History and Historiography of Science

Primer: Charles Fourier and the Gravity of the Passions in the Wake of Revolution

Charles Fourier (1772-1837) was the son of successful cloth merchant whose fortune was lost in the Revolution. Fourier himself was almost executed in the Terror. Like Maistre, his philosophy was a response to the failure of the revolutionary project as well as an inquiry into the universality of reason and the problem of the good society. Fourier’s solution to the problem of the ‘good society’ was indeed novel: the ideal state would be brought about by the supremacy of the natural passions. This was an inversion of the traditional order between the regulative capacity of reason and the sublimation of sentiment. Society was to be regulated, in Fourier’s view, not through reason, but through the harmony of natural passion and action.

In 1808, Fourier published the Theory of the Four Movements and the General Destinies, (Cambridge ed.) which presented his vision of the universal history of humanity, the cosmos, and the prospects for a new order. Fourier presented his study as an inquiry into “the General System of Nature.” Such an inquiry was not only prudent but necessary as true happiness was impossible without a complete understanding of the General System. Fourier believed the first branch of the theory, the material, to be “unveiled” by Newton and Leibniz (3.) Fourier cautioned his reader in the preface , “It should be borne in mind that because the discovery announced is more important than all the scientific work done since the human race began, civilized people should concern themselves with one debate only: whether or not I have really discovered the Theory of the Four Movements.” If the answer was in the affirmative then “all economic and moral theories need to be thrown away” and preparations were to begin for the transition “from social chaos to universal harmony” (4.) Fourier’s universal history had thirty-two stages, all ordained by God, which began in savagery and which led, through the phase of civilization, to the subsequent stage of ‘socialism,’ and finally, Harmony. This highest stage would last for 70,000 years, after which humanity would descend back into the savage state and the world would cease to be.

In much the same way as Newton had discovered the laws of the physical cosmos, so Fourier claimed to have discovered the laws governing society. Fourier’s ideal society was to emerge from the free rein of man’s natural passions. Society had not maintained equilibrium and harmony due to the historical effort to restrain the passions of man. The suppression of the passions was the hallmark of “civilization,” particularly the passions concerning human sexuality. Fourier’s linking of civilization and the repression of sexuality in a sense anticipates Freud.
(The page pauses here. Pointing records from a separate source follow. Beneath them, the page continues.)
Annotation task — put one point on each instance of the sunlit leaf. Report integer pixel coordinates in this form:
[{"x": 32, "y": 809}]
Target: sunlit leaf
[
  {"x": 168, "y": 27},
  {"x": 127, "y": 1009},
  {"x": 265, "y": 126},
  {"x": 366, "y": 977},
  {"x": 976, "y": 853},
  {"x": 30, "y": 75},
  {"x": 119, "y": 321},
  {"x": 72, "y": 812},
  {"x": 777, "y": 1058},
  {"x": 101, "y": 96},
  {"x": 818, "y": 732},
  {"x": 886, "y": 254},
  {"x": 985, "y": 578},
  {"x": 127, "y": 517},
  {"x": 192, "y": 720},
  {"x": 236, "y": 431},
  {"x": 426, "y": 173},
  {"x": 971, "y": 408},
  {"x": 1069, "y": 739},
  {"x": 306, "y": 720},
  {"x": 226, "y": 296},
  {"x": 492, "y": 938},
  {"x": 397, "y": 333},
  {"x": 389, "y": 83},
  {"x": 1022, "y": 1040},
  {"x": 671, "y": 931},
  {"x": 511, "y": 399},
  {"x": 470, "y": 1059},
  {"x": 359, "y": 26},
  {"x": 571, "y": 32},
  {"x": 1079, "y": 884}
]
For Fourier, the passions were those impulses which drove man to action. As Keith Taylor notes in the Political Ideas of Utopian Socialists, “The passions were considered by Fourier to be stimulants of human action and behavior through the natural force of attraction.” True morality was seen as a kind of gravitational pull, in which individuals were compelled to act according to God’s design for the universe (108.) In “civilization” however, man was prevented from acting in harmony with the design of God, due to the artificial morality of extraneous civilization. As importantly, vices and social evils emerged due to the inability of man to act in accordance with his passions.

Fourier was also a staunch critic of the economic structures of modern civilization. Capitalism, by driving down wages, created nothing but misery and want. Constitutionalism and economic liberalism did nothing to aid the people. A new society was necessary but such a society could not be achieved by means of a revolution, as the Terror demonstrated. Much like Rousseau in some of his statements, Fourier preached a return to an uncomplicated natural existence which was to be built anew community by community.

In 1830, Fourier published The New Industrial and Social World in which he advocated the founding of new communities based on the principle of a phalanx. Each phalanx would have between 1700 and 1800 members, with communal meals and housing. In these communities, sexual freedom was to be encouraged, with women given the same rights and privileges as men. Rather than the family, the phalanx would be the object of devotion in these new communities. Fourier, while not believing in the abolition of private property, thought that each individual in the community should be provided with the basic necessities. Each person was also to labor at a craft most suited to their talents. Fourier attracted numerous converts, who established phalanxes in France and America, the most famous of which was Brook Farm in Massachusetts (1841-46).

As Ian Adams and R.W. Dyson note in “Fifty Major Political Thinkers”, “In his day, Fourier was widely regarded as mad,” (119) but his madness did not prevent him from attracting Saint-Simon and Robert Owen as followers. All three thinkers, while violently disagreeing on many things, were united in the conviction that the Revolution and the Terror had destroyed any hope of continuity with the old order. All three abhorred the use of violence as means for establishing a new order. All three, most importantly, believed that in order for a society to be successful there must exist a consonance between the psychology of the individual and the structures of rule and governance.